Farrier plies his trade as 'progress' claims equine turf

Image: Brett shapes a shoe.

THE ever-advancing urban sprawl across the once-tranquil mix of paddocks and bush on the bayside and in nearby districts gives opportunities to some. However, the cruel sting is that the population and building boom may smother Redland's colourful rural heritage and steal opportunities from those who continue in rural pursuits. It has been gratifying to see a master farrier plying his trade through the acreage belts where property owners are yet to sacrifice their horses to the demands of developers.
BRETT Young has serviced Redland horses with hot and cold shoeing, trims and dentistry since he moved to South East Queensland from Taree, NSW, in the mid-1990s. He agrees the horse population in the SEQ peri-urban areas has been continually shrinking and he tells of driving past streets of houses where horses once ran on substantial properties. "There's been a massive reduction in the number of horse properties," Brett says. However, all is not lost, and he hopes to pick up some more clients through his modest classified advertising, which in a recent edition provided the only listing under the 'Horses' heading.
ANYONE who has seen farriers at work must admire their ability to control the awesome power of equine muscles. A slip-up can mean serious injury but Brett has been bruise free in his decades as a farrier. "It can be dangerous but I have been very lucky so far and I guess you need to know what you are doing," he says. "I was brought up around horses; you have to be very wary of them." Brett started shoeing his own horses when he was just 14 years old and working on Manning district cattle properties around Taree.

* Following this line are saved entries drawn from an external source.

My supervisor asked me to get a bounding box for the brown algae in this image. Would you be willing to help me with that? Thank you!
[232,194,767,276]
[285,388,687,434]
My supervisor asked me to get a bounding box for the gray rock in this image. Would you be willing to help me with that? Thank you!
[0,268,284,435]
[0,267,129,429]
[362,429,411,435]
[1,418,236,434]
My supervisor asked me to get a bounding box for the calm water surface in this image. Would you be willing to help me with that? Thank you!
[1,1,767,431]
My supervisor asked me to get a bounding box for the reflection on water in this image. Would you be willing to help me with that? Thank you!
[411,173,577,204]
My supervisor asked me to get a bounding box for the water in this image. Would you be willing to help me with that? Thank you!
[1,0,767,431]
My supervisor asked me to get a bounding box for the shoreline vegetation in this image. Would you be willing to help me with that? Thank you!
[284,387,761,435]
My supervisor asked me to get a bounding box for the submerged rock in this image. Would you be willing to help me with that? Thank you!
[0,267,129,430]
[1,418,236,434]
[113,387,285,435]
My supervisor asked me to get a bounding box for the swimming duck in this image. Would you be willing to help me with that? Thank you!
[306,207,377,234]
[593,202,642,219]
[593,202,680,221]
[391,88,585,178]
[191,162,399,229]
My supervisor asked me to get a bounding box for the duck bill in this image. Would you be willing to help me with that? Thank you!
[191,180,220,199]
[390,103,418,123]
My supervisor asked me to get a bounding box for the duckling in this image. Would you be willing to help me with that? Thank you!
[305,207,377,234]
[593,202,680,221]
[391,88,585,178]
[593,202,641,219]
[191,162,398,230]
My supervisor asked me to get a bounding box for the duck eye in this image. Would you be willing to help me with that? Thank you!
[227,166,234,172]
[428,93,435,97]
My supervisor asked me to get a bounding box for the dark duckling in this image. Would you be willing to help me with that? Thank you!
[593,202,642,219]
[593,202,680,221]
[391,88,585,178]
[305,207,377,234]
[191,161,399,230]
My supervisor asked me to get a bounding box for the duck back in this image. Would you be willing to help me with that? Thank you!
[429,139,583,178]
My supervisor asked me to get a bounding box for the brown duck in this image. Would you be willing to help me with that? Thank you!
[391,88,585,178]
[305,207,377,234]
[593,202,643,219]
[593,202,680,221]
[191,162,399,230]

Since about 1990 he has been a full-time farrier. He has worked for thoroughbred studs including several near Beaudesert where he has helped prepare prospects for the Gold Coast's famous Magic Millions sales. It was interesting to see's reference saying that historically the jobs of farrier and blacksmith were practically synonymous. Brett says hot shoeing, whereby red hot steel is shaped to suit the hoof, is less common than in past eras; the technique generally suits big horses requiring heavier steel – 10 millimetres thick and 2.5mm wide – that cannot be easily shaped when cold. Farriers have long used gas forges for the job.
NOW back to the Redland rural character: The 2011 census put the number of residents engaged in agriculture, forestry and fishing at just 393 or 0.6 per cent of the city's workforce. This was a drop of 71 since 2006. Brett, however, would fall into the "professional, scientific and technical" category, which in the same period grew by 950 to 4271 people, representing 6.3pc of the workforce.